Poison for Fairies is a movie with complex characters and motivations. Veronica is a lonely child who lost her parents and is a little isolated from the world. She really wants a friend but doesn’t always know how to have that relationship. Flavia is a little more timid and Veronica exploits that power dynamic. Flavia too is alone in a different way. They do form a genuine bond even if their dynamics are off balance. One could even say they form a coven of two.
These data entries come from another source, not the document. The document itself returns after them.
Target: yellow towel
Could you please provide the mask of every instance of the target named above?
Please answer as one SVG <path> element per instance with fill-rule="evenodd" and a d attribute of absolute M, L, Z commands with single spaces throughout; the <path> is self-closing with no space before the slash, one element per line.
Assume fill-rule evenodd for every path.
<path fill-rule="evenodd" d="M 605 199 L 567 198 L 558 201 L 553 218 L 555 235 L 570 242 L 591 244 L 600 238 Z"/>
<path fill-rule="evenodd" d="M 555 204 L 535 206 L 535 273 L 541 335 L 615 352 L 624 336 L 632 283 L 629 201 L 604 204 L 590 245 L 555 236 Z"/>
Historically, witch was a label given to those women who were ostracized and marginalized from society for various reasons (they were too smart, they were sexual, they had a certain look, they were not conforming to rigid societal ideals, they had different beliefs, etc.), which directly applies to the little misfit Veronica. Witchiness is also something that women try to re-appropriate into a more positive term. To embrace qualities like having agency, making decisions for oneself, being independent, and controlling one’s own destiny. This applies to Flavia who, by the end of the movie, will assert her own will on the situation by making a bold decision.
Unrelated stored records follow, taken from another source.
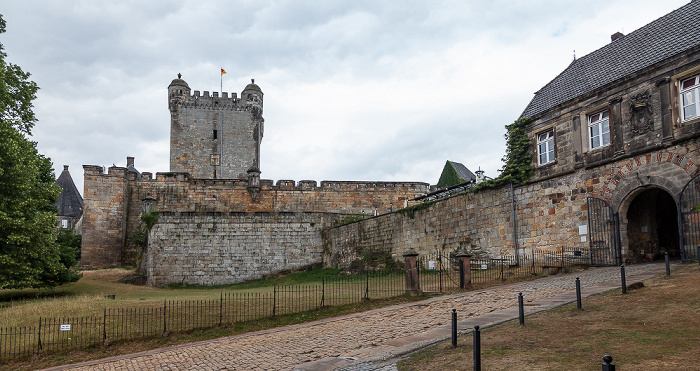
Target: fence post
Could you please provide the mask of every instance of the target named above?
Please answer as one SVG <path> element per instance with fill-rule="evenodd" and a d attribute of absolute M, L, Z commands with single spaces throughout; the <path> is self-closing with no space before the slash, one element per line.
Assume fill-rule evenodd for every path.
<path fill-rule="evenodd" d="M 457 348 L 457 309 L 452 308 L 452 349 Z"/>
<path fill-rule="evenodd" d="M 168 301 L 163 300 L 163 336 L 165 336 L 168 333 L 168 325 L 167 325 L 167 317 L 165 315 L 166 311 L 168 310 Z"/>
<path fill-rule="evenodd" d="M 102 342 L 107 342 L 107 308 L 105 307 L 104 315 L 102 316 Z"/>
<path fill-rule="evenodd" d="M 39 317 L 39 341 L 36 347 L 37 354 L 41 351 L 41 317 Z"/>
<path fill-rule="evenodd" d="M 321 308 L 326 305 L 326 277 L 321 278 Z"/>
<path fill-rule="evenodd" d="M 581 309 L 581 280 L 576 277 L 576 309 Z"/>
<path fill-rule="evenodd" d="M 442 251 L 438 251 L 438 282 L 440 292 L 442 292 Z"/>
<path fill-rule="evenodd" d="M 367 271 L 367 280 L 365 282 L 365 300 L 369 300 L 369 271 Z"/>
<path fill-rule="evenodd" d="M 523 293 L 518 293 L 518 319 L 520 320 L 520 325 L 525 324 L 525 305 L 523 303 Z"/>
<path fill-rule="evenodd" d="M 615 371 L 615 365 L 612 364 L 612 357 L 608 354 L 603 356 L 603 370 L 602 371 Z"/>
<path fill-rule="evenodd" d="M 403 254 L 406 268 L 406 292 L 411 296 L 420 294 L 420 282 L 418 281 L 418 253 L 409 249 Z"/>
<path fill-rule="evenodd" d="M 481 333 L 479 325 L 474 325 L 474 371 L 481 371 Z"/>
<path fill-rule="evenodd" d="M 627 293 L 627 279 L 625 278 L 625 266 L 620 266 L 620 280 L 622 281 L 622 293 Z"/>
<path fill-rule="evenodd" d="M 472 287 L 472 256 L 461 251 L 457 253 L 459 259 L 459 288 L 470 289 Z"/>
“Most girls learn to dissociate early, usually in early adolescence but really whenever we first notice the way our outfits and makeup or lack thereof can provoke reactions. Quickly, we adopt the daily, quotidian dissociation of getting dressed in the morning or prepared to go out at night, a process that involves stepping outside your body to see it from the outside, and dressing it depending on the occasion. We are witches, dissociating into fortune tellers, predicting whether an outfit will get us asked out, or taken seriously, or simply left alone.”

So even though this isn’t an explicitly fantastical or supernatural movie it is ultimately and thoroughly about witches, girls, women, society, liminal spaces, transgressive acts, and who gets to have power. The story is compelling and the child actors are fantastic. This is a kind of PG horror movie that works as a PG story that doesn’t hold back.

Poison for Fairies is newly released on Blu-ray as part of Vinegar Syndrome’s Mexican Gothic: The Films of Carlos Enrique Taboada set which additionally includes the films Darker Than Night and Rapiña.